The write up in the Guardian comments that "The researchers found that the survival rates for king penguins with flipper bands dropped by 16% and the birds produced 39% fewer chicks. The finding raises serious questions about the ethics of banding penguins for research and casts doubt on years of data produced by tagging the birds in this way."

This research highlights some of the distress that excessive scientific intrusion into the life of animals can cause them. Perhaps there is a lesson here that much greater care needs to be taken in gathering data on animals and birds.

Thursday, 13 January 2011

Evangelical Alliance and Attitudes to Evolution

There is a new report by the Evangelical Alliance that includes attitudes to evolution amongst evangelicals. The Church of England newsletter suggests it reveals that attitudes are changing to evolution with 6 out of 10 evangelicals now believing that evolution is compatible with Christianity.
http://www.eauk.org/snapshot/upload/21st-Century-Evangelicals-Data-Report.pdf
http://eauk.org/snapshot/upload/21st-Century-Evangelicals-PDF.pdf

Although it is a large sample of more than 17,000 church members and conference goes, the question on evolution is suitably vague and in two parts. Why do experts in this field insist on asking people two questions and allow only one response? Also it is not very well qualified because it doesn't specify clearly what is meant by evolution; even young earth creationist Henry Morris accepted the possibility of fairly rapid micro-evolution for instance. So I don't think it is a particularly meaningful result.

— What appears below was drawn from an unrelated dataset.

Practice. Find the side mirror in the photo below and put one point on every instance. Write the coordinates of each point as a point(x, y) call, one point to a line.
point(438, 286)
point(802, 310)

The question; "I believe that evolution and Christianity are incompatible: you cannot believe both"

Personally speaking, if asked this I would want to answer; 'what do you mean by evolution?' If micro-evolution I would disagree with the first part; if macro-evolution I would agree with the first part. And I would want to answer that you can be a Christian and believe in macro-evolution, even though I believe macro-evolution is untrue.

Responses are as follows.
Agree a lot; Agree a little; Unsure; Disagree a little; Disagree a lot.
Evangelical Christian (festival sample)
18% - 8% - 14% - 20% - 39%
Evangelical Christian (church sample)
30% - 9% - 18% - 16% - 27%

Monday, 10 January 2011

Can BCSE only think in Black and White?

The British Centre for Science Education fails to see shades of opinion in creationist thought. From evidence on their blog they seem unable to put together nuanced arguments and dissect people's positions carefully. Instead if you read the BCSE blog you will be left with the impression that all creationists and intelligent design supporters are anti-science and now apparently anti the environment as well. For an organisation that has set itself up as a guardian for good standards in education it is a shame they can't do better than this and look at the picture in a wider context.

For the record, at the Science and Values blog we are concerned with both science and the environment.